Following the prognostications of unnamed entertainment executives that within the next 30-90 days YouTube would feature ad-supported films, CNet’s exact quote from Google was: "We are in negotiations with a variety of entertainment companies. Our goal is to offer maximum choice for our users, partners, and advertisers."
Report: YouTube To Offer Feature Films
It’s been three years since John Battelle stripped Google of its search company label in his book The Search, declaring the now-iconic and powerful juggernaut a media company instead. But then Yahoo, with its Hollywood-pedigree CEO Terry Semel, was expected to be fully in bed with the entertainment industry.

Oh how our roads have widened since then, with Google dabbling in all forms of media, from print to radio to mobile, and potentially even WiFi. YouTube in particular, though, seems destined for some kind of rebirth. Making money from short amateur videos has proven difficult and as broadband capacity and penetration increase users will be looking toward the next evolution.

And then there’s Hulu, the NBC/News Corp. venture that’s showing the Web’s premiere video site up in recent months with long-form content and is actually making money at it, and Viacom’s billion-dollar lawsuit coupled with MTV’s entire music video catalogue, sans unmentionable file-sharing networks, suddenly a comprehensive and high quality video alternative.

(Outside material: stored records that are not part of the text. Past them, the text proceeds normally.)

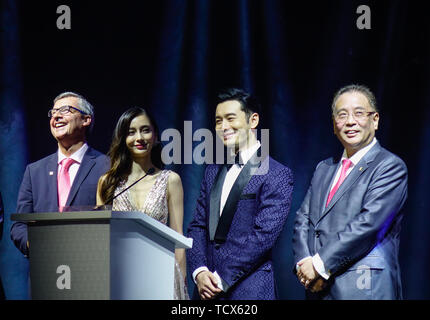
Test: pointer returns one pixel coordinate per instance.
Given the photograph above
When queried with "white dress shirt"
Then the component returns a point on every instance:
(229, 181)
(316, 259)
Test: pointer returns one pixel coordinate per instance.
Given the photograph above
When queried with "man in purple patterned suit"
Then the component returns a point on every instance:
(240, 212)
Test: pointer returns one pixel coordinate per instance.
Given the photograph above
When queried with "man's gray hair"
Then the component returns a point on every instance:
(356, 88)
(83, 104)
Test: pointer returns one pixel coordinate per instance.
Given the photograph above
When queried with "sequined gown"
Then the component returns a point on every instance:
(156, 207)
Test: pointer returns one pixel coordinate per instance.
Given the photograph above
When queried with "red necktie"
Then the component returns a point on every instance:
(64, 182)
(346, 163)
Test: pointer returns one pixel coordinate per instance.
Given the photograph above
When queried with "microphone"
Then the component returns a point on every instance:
(150, 171)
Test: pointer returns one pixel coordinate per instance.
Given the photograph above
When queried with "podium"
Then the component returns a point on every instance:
(101, 255)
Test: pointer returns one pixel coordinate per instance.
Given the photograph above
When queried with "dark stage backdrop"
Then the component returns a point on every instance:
(171, 57)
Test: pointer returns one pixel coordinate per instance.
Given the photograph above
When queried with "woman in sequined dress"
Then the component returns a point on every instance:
(134, 152)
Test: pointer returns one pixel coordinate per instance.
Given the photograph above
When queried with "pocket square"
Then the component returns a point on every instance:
(247, 196)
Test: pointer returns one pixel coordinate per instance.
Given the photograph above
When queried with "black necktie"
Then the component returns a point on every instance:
(237, 160)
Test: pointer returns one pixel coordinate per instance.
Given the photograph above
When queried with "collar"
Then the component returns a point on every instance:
(78, 155)
(248, 153)
(360, 153)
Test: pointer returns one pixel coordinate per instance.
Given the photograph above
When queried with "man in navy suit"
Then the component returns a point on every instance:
(346, 235)
(240, 212)
(70, 119)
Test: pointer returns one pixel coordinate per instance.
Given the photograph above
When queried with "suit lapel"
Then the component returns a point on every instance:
(51, 179)
(352, 177)
(215, 197)
(233, 198)
(88, 161)
(327, 182)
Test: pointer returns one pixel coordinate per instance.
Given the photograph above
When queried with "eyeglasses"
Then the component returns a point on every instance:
(63, 110)
(358, 115)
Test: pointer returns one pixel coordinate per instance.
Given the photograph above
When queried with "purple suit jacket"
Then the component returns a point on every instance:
(244, 259)
(38, 191)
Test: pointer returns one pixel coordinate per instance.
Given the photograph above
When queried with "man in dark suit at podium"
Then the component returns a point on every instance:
(68, 177)
(240, 212)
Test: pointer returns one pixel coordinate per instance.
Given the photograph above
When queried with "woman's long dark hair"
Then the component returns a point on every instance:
(120, 158)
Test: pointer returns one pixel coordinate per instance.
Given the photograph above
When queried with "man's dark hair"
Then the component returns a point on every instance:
(248, 103)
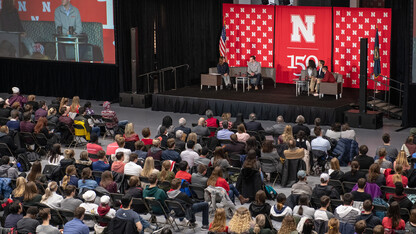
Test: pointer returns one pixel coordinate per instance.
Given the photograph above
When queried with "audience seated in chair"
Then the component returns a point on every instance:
(302, 186)
(346, 213)
(190, 207)
(371, 219)
(324, 189)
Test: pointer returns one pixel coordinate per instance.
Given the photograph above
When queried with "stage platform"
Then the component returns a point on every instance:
(267, 103)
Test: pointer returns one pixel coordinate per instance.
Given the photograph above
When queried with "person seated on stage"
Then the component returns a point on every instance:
(252, 125)
(224, 70)
(314, 84)
(224, 133)
(67, 16)
(329, 77)
(254, 71)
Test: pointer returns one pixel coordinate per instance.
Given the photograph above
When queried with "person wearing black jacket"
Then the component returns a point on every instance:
(260, 206)
(325, 189)
(362, 159)
(189, 205)
(401, 197)
(300, 120)
(370, 219)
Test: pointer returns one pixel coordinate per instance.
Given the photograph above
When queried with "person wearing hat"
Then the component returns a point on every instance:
(104, 208)
(324, 189)
(89, 206)
(302, 187)
(16, 97)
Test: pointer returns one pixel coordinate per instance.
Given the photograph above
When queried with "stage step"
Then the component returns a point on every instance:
(390, 110)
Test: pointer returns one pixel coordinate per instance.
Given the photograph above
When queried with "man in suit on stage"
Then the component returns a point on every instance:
(314, 85)
(254, 71)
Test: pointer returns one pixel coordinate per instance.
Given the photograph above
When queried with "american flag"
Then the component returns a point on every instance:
(250, 31)
(351, 24)
(223, 38)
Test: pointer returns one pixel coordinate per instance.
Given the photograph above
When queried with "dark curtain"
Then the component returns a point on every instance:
(59, 79)
(401, 56)
(187, 32)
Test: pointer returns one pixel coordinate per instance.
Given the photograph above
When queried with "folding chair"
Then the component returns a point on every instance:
(155, 204)
(337, 185)
(178, 211)
(197, 192)
(348, 186)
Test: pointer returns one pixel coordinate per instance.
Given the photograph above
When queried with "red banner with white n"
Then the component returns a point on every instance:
(302, 33)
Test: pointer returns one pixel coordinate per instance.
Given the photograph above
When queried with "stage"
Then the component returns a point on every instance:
(267, 103)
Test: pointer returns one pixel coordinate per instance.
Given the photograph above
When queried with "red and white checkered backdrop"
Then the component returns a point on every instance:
(100, 11)
(287, 37)
(250, 31)
(302, 33)
(351, 24)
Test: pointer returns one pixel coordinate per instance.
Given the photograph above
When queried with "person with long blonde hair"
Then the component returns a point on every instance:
(392, 179)
(51, 198)
(107, 182)
(333, 226)
(241, 221)
(288, 226)
(19, 191)
(402, 160)
(166, 174)
(219, 224)
(129, 133)
(149, 167)
(70, 177)
(286, 135)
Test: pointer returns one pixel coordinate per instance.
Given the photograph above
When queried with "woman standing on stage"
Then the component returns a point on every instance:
(224, 70)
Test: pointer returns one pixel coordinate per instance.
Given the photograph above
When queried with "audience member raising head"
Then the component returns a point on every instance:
(241, 221)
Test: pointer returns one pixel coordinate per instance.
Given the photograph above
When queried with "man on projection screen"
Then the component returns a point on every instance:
(68, 21)
(66, 16)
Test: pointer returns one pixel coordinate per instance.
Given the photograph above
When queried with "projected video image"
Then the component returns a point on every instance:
(62, 30)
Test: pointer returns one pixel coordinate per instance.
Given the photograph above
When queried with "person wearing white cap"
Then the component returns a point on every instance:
(16, 97)
(89, 206)
(325, 189)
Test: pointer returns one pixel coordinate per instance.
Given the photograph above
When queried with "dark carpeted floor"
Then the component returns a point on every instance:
(282, 94)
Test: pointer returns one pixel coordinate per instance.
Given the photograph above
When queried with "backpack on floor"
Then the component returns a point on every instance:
(270, 192)
(23, 163)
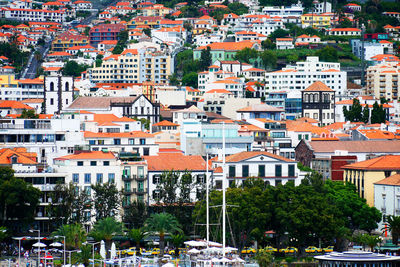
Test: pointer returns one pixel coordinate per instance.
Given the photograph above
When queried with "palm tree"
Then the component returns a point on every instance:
(161, 224)
(105, 229)
(74, 234)
(84, 255)
(137, 234)
(394, 228)
(177, 240)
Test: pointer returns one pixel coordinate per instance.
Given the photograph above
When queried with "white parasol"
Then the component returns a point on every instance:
(113, 252)
(39, 245)
(102, 249)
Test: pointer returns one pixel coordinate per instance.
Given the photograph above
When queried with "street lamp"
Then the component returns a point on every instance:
(93, 244)
(32, 231)
(58, 236)
(19, 247)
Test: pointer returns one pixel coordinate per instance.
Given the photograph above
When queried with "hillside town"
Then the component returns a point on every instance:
(199, 133)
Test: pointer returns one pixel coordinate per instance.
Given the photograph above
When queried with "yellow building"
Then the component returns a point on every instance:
(383, 80)
(315, 20)
(133, 66)
(364, 174)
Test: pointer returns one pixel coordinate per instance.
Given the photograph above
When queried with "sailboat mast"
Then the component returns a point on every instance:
(223, 191)
(207, 205)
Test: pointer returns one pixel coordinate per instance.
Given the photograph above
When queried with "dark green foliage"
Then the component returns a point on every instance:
(311, 211)
(205, 59)
(18, 199)
(71, 68)
(238, 8)
(29, 114)
(106, 200)
(327, 54)
(190, 79)
(355, 114)
(378, 114)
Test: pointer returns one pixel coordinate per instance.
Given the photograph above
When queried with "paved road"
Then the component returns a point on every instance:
(33, 63)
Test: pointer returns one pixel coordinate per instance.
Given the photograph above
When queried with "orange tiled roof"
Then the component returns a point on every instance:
(318, 86)
(387, 162)
(176, 162)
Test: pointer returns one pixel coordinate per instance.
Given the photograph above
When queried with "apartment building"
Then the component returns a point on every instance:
(318, 103)
(303, 74)
(134, 66)
(316, 20)
(383, 80)
(87, 168)
(104, 32)
(33, 14)
(68, 39)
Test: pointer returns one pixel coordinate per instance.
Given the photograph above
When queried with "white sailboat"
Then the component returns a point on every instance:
(215, 254)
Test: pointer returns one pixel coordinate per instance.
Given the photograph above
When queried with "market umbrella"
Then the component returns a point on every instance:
(102, 249)
(194, 251)
(39, 245)
(113, 252)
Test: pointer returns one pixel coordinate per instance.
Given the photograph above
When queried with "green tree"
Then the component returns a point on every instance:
(105, 229)
(190, 79)
(137, 234)
(106, 200)
(378, 114)
(246, 55)
(394, 227)
(268, 59)
(328, 54)
(365, 114)
(162, 224)
(74, 234)
(205, 58)
(84, 255)
(355, 114)
(18, 199)
(177, 241)
(29, 114)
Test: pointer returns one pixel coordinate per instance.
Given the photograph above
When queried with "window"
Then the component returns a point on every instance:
(87, 178)
(261, 170)
(291, 170)
(156, 179)
(232, 171)
(245, 170)
(99, 178)
(75, 178)
(278, 170)
(111, 178)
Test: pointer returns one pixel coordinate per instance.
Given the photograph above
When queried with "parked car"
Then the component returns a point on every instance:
(328, 249)
(312, 249)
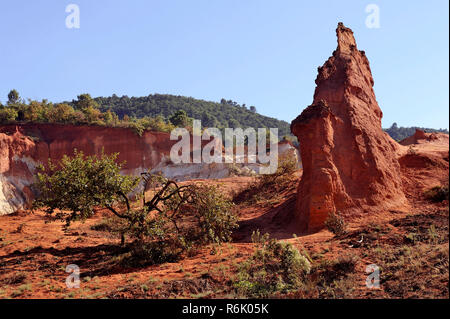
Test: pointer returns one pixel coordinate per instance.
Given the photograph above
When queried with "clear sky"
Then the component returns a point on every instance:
(262, 53)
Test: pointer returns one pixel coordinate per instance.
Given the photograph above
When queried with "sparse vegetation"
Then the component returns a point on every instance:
(276, 267)
(266, 187)
(336, 224)
(437, 193)
(175, 219)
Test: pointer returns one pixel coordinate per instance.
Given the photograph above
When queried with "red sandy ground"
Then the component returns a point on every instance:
(34, 254)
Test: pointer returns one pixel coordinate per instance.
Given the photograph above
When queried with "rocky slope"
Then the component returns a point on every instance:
(24, 147)
(350, 164)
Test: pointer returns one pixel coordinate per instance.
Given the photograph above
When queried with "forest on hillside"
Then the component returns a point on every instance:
(400, 133)
(227, 113)
(157, 112)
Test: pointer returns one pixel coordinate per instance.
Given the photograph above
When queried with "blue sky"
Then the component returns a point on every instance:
(262, 53)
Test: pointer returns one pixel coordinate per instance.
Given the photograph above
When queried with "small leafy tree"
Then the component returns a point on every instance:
(174, 219)
(179, 118)
(13, 97)
(80, 184)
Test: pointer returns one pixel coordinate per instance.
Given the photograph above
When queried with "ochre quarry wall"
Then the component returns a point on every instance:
(349, 164)
(23, 147)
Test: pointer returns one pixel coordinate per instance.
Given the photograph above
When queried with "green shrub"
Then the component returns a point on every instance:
(176, 218)
(275, 267)
(437, 193)
(336, 224)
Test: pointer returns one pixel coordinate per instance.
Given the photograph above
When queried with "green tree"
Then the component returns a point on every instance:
(85, 101)
(179, 118)
(13, 97)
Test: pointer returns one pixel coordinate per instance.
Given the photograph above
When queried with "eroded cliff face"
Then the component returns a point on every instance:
(350, 165)
(24, 147)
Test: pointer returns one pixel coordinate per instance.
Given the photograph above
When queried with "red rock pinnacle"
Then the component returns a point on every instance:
(349, 163)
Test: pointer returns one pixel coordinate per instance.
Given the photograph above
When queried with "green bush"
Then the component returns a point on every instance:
(437, 194)
(275, 267)
(176, 218)
(336, 224)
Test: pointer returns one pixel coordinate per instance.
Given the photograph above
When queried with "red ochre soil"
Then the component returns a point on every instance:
(34, 254)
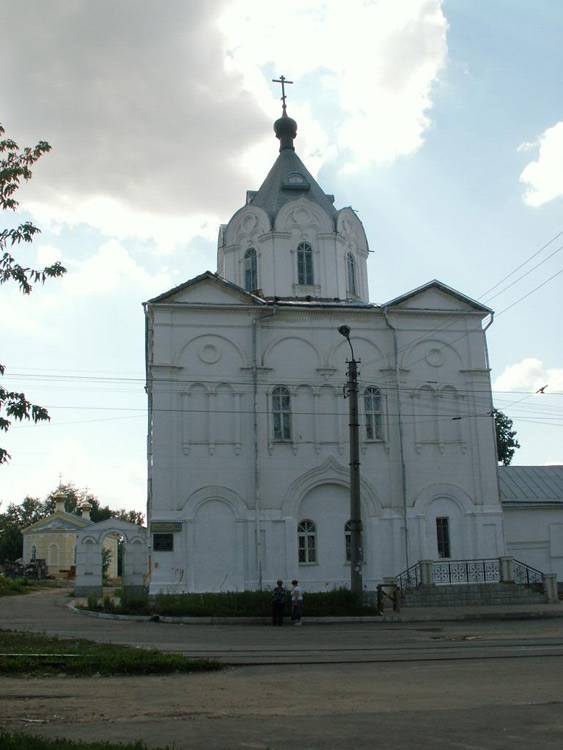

The biggest immediate obstacle, besides picture quality and the reluctance to watch movies on mobile phones or even computer monitors, is exactly how advertising will be interwoven—preroll, postroll, commercial breaks, or embeddable, clickable ads. Likely, they’ll figure that out in due time.

It’s an interesting leap, that’s for sure, and a quantum one at that, springing over what some may consider a more logical, stair-step, and paying-it-forward type choice: short films. No doubt these artistic vignettes, like the imperiled short story in literature, could use a powerful new platform.

Regardless, as big and interesting as feature-length films on YouTube would be, the real blockbuster comes in the more distant future, when Google supplants or challenges cable TV, movie rental businesses, and even its âme sœur Apple. Will anyone be surprised when a nifty converter box with Google’s name across the side starts showing up on TV-land’s doorstep?